Speaker Pro Tempore of the Senate of Canada
- In office October 6, 2004 – February 1, 2006
- Speaker: Dan Hays
- Preceded by: Lucie Pépin
- Succeeded by: Rose-Marie Losier-Cool

Deputy Chair of the Committees of the Whole
- In office January 18, 1994 – February 2, 1996
- Speaker: Gilbert Parent
- Preceded by: Steve Paproski (1993)
- Succeeded by: Bob Kilger

Canadian Senator from Rougemont
- In office February 1, 1996 – February 1, 2006
- Nominated by: Jean Chrétien
- Appointed by: Roméo LeBlanc
- Preceded by: John Sylvain
- Succeeded by: Michael Fortier

Member of Parliament for Saint-Laurent—Cartierville (Saint-Laurent; 1988–1993)
- In office November 21, 1988 – January 31, 1996
- Preceded by: Riding established
- Succeeded by: Stéphane Dion

Personal details
- Born: October 7, 1931 Montreal, Quebec, Canada
- Died: February 1, 2006 (aged 74)
- Party: Liberal

= Shirley Maheu =

Canadian politician

Shirley Maheu (October 7, 1931 - February 1, 2006) was a Canadian politician.

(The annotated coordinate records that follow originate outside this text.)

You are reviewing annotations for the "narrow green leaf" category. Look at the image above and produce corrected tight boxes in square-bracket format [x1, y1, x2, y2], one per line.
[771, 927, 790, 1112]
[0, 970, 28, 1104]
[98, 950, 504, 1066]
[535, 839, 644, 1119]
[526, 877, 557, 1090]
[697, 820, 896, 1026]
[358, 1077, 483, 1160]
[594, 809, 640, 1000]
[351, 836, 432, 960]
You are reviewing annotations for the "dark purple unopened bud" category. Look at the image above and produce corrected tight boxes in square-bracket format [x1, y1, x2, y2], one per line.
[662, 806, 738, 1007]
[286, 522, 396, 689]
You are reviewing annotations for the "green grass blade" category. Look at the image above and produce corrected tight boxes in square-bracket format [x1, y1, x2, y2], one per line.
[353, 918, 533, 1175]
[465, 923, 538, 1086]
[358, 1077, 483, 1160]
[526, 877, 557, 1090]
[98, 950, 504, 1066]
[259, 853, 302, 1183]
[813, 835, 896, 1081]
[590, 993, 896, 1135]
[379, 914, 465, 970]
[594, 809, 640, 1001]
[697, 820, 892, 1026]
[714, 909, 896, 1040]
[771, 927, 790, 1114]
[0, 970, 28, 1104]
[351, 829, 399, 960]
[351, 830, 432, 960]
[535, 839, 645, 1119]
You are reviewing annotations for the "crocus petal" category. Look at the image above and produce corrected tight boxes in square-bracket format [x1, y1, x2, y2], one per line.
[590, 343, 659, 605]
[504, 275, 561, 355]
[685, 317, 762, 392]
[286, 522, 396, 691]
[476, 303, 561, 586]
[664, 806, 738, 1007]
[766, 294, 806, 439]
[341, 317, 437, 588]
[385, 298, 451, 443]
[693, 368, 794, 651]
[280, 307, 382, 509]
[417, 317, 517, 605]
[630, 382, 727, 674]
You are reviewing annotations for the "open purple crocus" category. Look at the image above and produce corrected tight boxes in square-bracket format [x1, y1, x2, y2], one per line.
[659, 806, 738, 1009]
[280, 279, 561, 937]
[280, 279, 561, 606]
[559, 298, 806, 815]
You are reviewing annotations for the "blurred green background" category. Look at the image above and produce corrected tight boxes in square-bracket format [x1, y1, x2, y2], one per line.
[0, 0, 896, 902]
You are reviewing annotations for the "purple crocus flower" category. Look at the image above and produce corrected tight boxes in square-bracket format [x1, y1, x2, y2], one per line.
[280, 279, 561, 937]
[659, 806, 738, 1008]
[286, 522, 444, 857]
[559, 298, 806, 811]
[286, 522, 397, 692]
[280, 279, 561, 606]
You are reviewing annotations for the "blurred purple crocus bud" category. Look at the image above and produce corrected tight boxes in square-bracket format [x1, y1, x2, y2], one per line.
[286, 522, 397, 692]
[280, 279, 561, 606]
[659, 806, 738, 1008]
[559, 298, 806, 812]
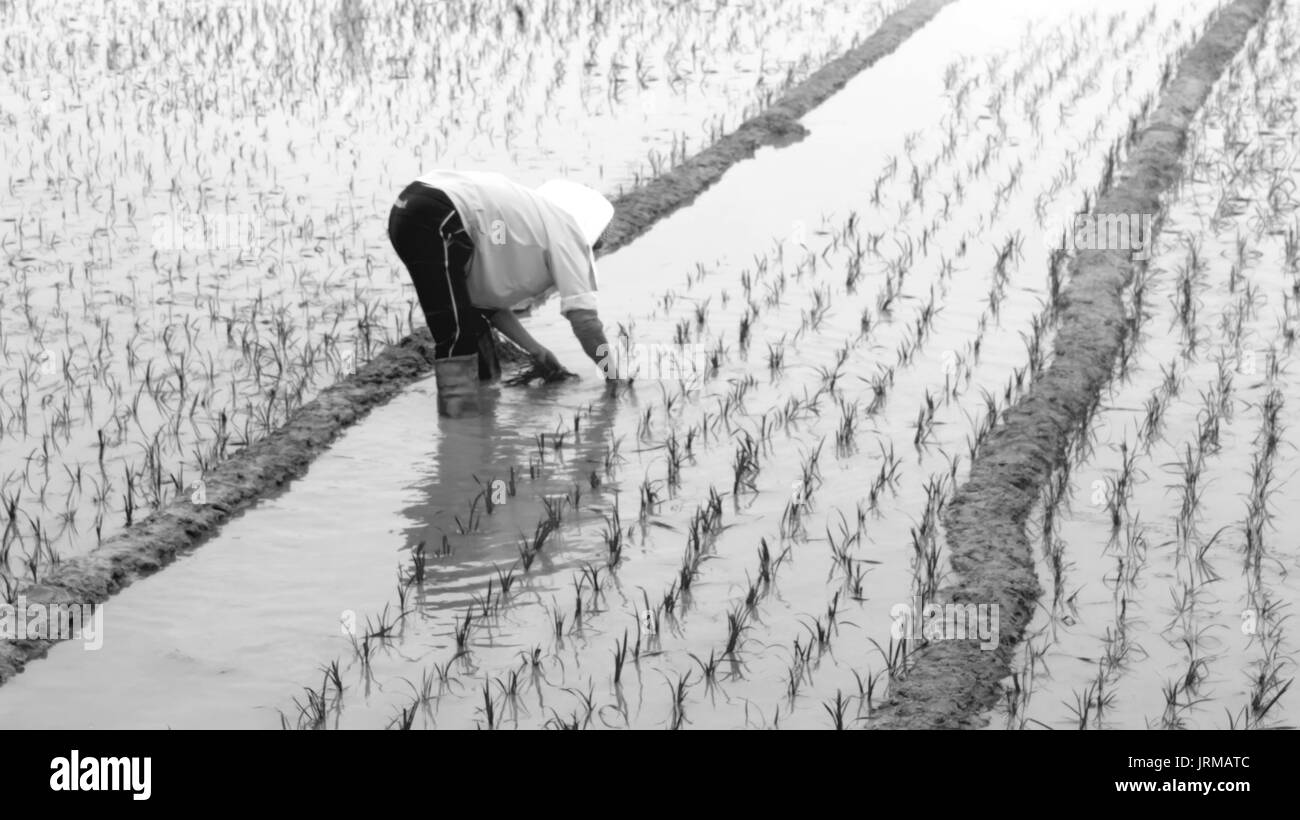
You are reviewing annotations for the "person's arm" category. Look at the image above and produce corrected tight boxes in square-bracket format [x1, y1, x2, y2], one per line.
[491, 308, 549, 359]
[564, 308, 616, 378]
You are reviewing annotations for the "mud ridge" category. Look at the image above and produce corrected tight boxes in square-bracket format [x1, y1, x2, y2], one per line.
[867, 0, 1270, 729]
[0, 0, 953, 685]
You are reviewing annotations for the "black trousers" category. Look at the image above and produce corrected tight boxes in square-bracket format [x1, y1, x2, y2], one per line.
[389, 182, 501, 379]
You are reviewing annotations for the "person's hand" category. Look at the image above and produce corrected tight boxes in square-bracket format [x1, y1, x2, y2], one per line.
[533, 347, 564, 378]
[533, 347, 577, 382]
[605, 378, 632, 399]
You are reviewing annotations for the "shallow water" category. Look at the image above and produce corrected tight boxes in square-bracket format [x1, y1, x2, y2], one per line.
[0, 0, 892, 576]
[992, 0, 1300, 729]
[0, 3, 1213, 726]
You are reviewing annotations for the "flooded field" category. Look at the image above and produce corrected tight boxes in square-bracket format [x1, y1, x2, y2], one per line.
[0, 0, 1300, 728]
[0, 0, 894, 576]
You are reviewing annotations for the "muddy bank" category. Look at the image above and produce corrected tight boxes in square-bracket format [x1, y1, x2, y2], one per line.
[868, 0, 1270, 729]
[0, 0, 952, 684]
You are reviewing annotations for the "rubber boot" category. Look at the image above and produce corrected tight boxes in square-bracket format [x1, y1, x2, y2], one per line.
[478, 330, 501, 382]
[433, 353, 478, 418]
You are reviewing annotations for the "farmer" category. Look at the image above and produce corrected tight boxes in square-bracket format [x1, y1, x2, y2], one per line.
[389, 170, 614, 416]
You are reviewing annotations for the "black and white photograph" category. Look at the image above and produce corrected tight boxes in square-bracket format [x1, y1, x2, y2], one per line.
[0, 0, 1300, 806]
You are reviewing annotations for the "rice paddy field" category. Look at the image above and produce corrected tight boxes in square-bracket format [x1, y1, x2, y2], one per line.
[0, 0, 1300, 729]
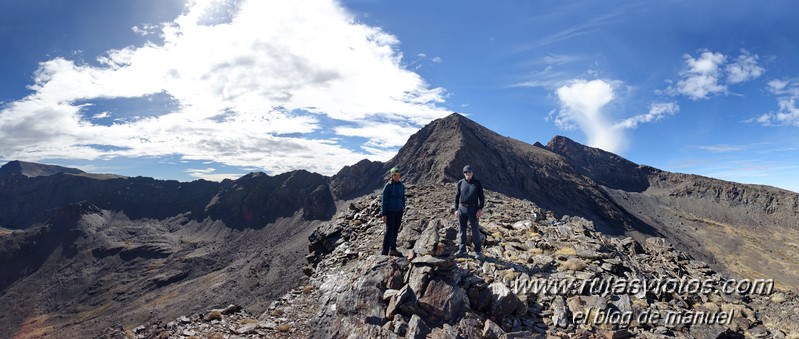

A resident of Saint-Laurent, Quebec since 1965, where she operated a successful insurance brokerage firm in partnership with her husband Renė Maheu, Senator Maheu was a founding member of the Saint-Laurent Chamber of Commerce and served as its first Vice-President. She was also active in a number of local and national community groups and charities including Boy Scouts of Canada.

In addition to business and community work, she was an active municipal and federal politician, and served as a Saint-Laurent Municipal Councillor from 1982 to 1988. In the 1988 federal election in November 1988, she was elected to the House of Commons of Canada as the Liberal Member of Parliament for Saint-Laurent, Quebec. Sitting on the opposition bench, she served as the Liberal Critic for Multiculturalism and Citizenship. In September, 1990 she was also appointed Regional Whip for Quebec. Re-elected in the renamed riding of Saint-Laurent—Cartierville during the 1993 election that brought the Liberals to power under Jean Chrétien, she served as Deputy Chair of Committees of the Whole from January 1994 to February 1996, with one of her roles being assistant deputy Speaker of the House of Commons.

In 1996, she was appointed to the Senate of Canada on Chrėtien's recommendation in order to give star candidate Stéphane Dion the opportunity to contest a by-election to fill the vacancy in the House created by Maheu's appointment.

She was active on several Senate committees, including serving as Chair of the Standing Committees on Human Rights and that of Privileges, Standing Rules and Orders. In October 2004, she was appointed Speaker pro tempore of the Senate of Canada.